Congratulations to the three winners of the poster competition at the Computer Science and Electrical Engineering Department's annual Research Review, which took place in the UMBC Technology Center's business incubator and accelerator building last Friday. Winners were chosen by UMBC faculty who scored their top five choices with [-9, +9] range voting.
1st place (26 points):
Varish Mulwad (CS, Ph.D.) "A Probabilistic Model for Generating Linked Data from Tables"
Advisor: Tim Finin
Vast amount of information is encoded in tables found in documents, on the Web, and in spreadsheets or databases. Integrating or searching over this information benefits from understanding its intended meaning and making it explicit in a semantic representation language like RDF. Most current approaches to generating Semantic Web representations from tables requires human input to create schemas and often results in graphs that do not follow best practices for linked data. Evidence for a table's meaning can be found in its column headers, cell values, implicit relations between columns, caption and surrounding text but also requires general and domain-specific background knowledge. Approaches that work well for one domain, may not necessarily work well for others. We describe a domain independent framework for interpreting the intended meaning of tables and representing it as Linked Data. At the core of the framework are techniques grounded in graphical models and probabilistic reasoning to infer meaning associated with a table. Using background knowledge from resources in the Linked Open Data cloud, we jointly infer the semantics of column headers, table cell values (e.g., strings and numbers) and relations between columns and represent the inferred meaning as graph of RDF triples. A table's meaning is thus captured by mapping columns to classes in an appropriate ontology, linking cell values to literal constants, implied measurements, or entities in the linked data cloud (existing or new) and discovering or and identifying relations between columns.
2nd place (18 points):
Richard Van Tassel (CS, M.S.) "Visual Obstruction Resistance for Emotion Detection"
Advisor: Marie desJardins
There is an increasing interest in developing systems that can determine a user's emotion by analyzing a video feed of the user's face. However, it cannot always be assumed that the user's face will be completely unobstructed by facial hair or apparel. If the system is a recreational or consumer good, it could be considered too restrictive to require a perfect view of the face at all times. Obstructions can prevent the system from identifying all of the facial expression components, called action units, present in the input face. It is therefore important that such emotion detection systems are capable of coping with partially obstructed faces. I propose a technique for reducing the effect of face obstructions. The technique will learn association rules between sets of action units from a set of unobstructed faces. Then, for a given input obstructed face, the technique will infer what action units are likely to be obstructed based on the visible ones, and will use this hypothetical set of action units to infer the emotion. This technique is tested on real face data, with simulated face obstructions. It will provide a statistically significant improvement in emotion detection accuracy over the same process without the technique applied.
3rd place (16 points):
Patricia Ordonez (CS, Ph.D) (pictured) "Multivariate Time Series Analysis of Physiological and Clinical Data"

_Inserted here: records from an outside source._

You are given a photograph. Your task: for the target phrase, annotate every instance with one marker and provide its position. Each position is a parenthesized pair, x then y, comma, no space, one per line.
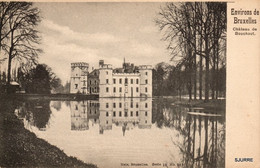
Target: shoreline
(21,148)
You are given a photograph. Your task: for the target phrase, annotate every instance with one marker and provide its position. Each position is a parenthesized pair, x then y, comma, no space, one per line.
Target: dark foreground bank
(21,148)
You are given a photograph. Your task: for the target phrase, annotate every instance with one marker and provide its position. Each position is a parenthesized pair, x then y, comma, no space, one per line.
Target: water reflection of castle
(125,113)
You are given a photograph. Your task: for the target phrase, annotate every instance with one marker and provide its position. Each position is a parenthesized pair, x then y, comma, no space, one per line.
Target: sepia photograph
(114,84)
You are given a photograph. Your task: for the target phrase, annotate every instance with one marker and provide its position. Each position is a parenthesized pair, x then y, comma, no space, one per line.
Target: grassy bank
(21,148)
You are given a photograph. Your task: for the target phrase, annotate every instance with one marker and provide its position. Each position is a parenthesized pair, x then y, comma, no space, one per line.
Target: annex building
(127,81)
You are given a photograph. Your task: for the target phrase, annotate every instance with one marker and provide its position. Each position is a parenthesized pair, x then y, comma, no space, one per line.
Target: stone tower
(146,80)
(79,77)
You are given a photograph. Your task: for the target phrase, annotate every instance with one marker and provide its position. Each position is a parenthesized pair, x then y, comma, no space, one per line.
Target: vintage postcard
(138,84)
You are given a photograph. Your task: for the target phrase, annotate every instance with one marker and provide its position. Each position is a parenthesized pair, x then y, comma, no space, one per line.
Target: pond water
(115,133)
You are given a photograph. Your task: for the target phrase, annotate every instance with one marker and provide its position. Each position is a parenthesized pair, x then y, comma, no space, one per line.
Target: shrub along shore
(21,148)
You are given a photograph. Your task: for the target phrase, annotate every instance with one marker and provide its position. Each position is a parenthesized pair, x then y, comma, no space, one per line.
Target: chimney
(101,63)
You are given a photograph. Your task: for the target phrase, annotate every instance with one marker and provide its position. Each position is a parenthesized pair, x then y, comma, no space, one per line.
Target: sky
(88,32)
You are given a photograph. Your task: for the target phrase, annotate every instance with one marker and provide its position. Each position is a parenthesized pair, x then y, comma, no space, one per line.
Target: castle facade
(128,81)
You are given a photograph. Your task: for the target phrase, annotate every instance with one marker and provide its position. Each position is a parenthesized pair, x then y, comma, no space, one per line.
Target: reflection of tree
(200,139)
(57,105)
(37,112)
(198,151)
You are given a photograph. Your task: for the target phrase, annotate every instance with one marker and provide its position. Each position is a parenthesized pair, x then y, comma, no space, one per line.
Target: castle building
(128,81)
(79,77)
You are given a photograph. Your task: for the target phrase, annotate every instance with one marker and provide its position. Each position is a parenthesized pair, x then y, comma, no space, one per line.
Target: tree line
(196,36)
(19,42)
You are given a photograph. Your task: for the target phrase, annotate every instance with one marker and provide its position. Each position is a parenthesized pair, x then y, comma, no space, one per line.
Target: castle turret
(79,74)
(105,80)
(145,80)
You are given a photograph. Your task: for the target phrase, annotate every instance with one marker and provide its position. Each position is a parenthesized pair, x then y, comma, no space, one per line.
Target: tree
(194,29)
(19,36)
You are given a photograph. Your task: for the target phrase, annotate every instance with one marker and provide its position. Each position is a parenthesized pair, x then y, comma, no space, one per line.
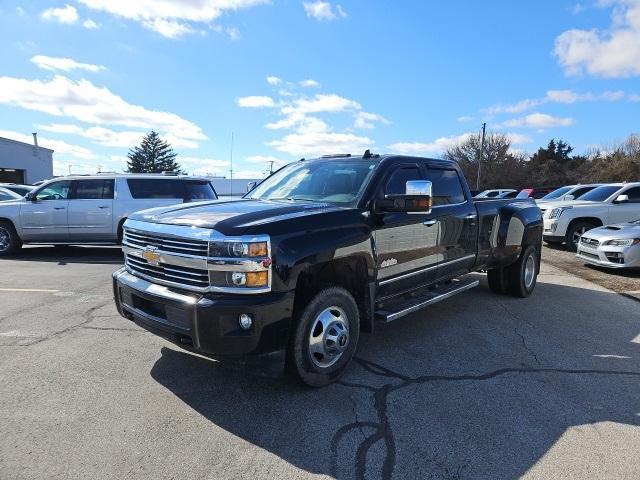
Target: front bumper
(208,323)
(609,256)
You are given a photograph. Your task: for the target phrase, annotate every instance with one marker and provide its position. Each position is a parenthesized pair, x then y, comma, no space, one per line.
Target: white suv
(566,221)
(91,209)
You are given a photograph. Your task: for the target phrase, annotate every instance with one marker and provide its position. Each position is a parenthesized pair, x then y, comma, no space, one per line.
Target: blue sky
(294,78)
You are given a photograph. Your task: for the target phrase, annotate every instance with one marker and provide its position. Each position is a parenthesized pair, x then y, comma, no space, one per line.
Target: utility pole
(484,126)
(231,170)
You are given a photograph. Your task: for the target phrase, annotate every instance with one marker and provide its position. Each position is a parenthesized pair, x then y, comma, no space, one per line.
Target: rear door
(457,221)
(406,243)
(91,210)
(45,218)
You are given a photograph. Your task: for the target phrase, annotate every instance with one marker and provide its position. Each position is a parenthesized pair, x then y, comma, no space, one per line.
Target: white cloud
(310,83)
(540,121)
(90,24)
(614,52)
(64,64)
(434,147)
(256,101)
(321,10)
(67,15)
(368,120)
(88,103)
(172,18)
(321,143)
(59,147)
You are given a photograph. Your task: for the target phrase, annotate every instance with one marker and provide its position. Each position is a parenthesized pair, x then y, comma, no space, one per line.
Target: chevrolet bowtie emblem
(151,255)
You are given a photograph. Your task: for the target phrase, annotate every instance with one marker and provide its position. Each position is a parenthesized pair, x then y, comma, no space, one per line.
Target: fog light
(245,321)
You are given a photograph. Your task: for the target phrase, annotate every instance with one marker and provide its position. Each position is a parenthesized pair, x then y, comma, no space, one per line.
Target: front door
(91,210)
(626,211)
(406,243)
(457,223)
(45,218)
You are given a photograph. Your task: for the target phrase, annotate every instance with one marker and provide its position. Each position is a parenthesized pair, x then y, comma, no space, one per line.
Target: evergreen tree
(154,155)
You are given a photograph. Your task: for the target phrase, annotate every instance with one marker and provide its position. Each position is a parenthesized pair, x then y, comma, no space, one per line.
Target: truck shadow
(71,254)
(483,388)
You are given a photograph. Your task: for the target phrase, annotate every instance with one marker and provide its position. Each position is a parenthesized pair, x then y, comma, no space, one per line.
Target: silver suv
(91,209)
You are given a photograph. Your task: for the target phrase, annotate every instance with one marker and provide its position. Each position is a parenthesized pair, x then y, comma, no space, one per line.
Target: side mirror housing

Advisor: Marie desJardins, Tim Oates
The complexity and volume of collected medical data is greater now than at any point in the history of medicine. Providers are expected to examine large volumes of data and identify correlations between parameters based on their own clinical experience to detect significant medical events. The information overload that providers face may hinder the diagnostic process. Existing visualizations to assist the provider in analyzing information consist mainly of tables or plots of values for a particular parameter over time. Multivariate Time Series Amalgams (MTSAs) provide an integrated, multivariate approach to represent clinical and physiological data. The hybrid representation automates the personalization of baselines and threshold values based on a patient’s medical history, while also incorporating traditional baselines and thresholds. MTSA visualizations capture the rate of change of provider-selected parameters and the relationships among them.
The second half of my research consists of developing automated techniques for discovering correlations among parameters over time to assist providers in making a diagnosis. The underlying premise of my research is that the complexity of a highly integrated system such as a human being is better captured by examining patterns as multivariate temporal abstractions as opposed to conjunctions of univariate ones — the more common approach for multivariate time series analysis and in medicine. The objective of such an approach is to assist in the identification of latent patterns within the data associated with specific medical conditions or significant medical events. Thus, in addition to the MTSA visualizations, I will present two novel multivariate time series representations, Stacked Bags-of-Patterns and Multivariate Bag-of-Patterns, which have been effective at classifying medical data. These representations are more compact than the raw multivariate time series and would facilitate the retrieval of patients from large medical databases based on physiological similarity and ideally on the presence of similar medically significant events or medical conditions. These techniques been compared to two other multivariate versions of univariate time series representations, Piecewise Dynamic Time Warping and Ensemble Voting using Bag-of-Patterns. Results demonstrate the potential of using these representations for multivariate time series analysis.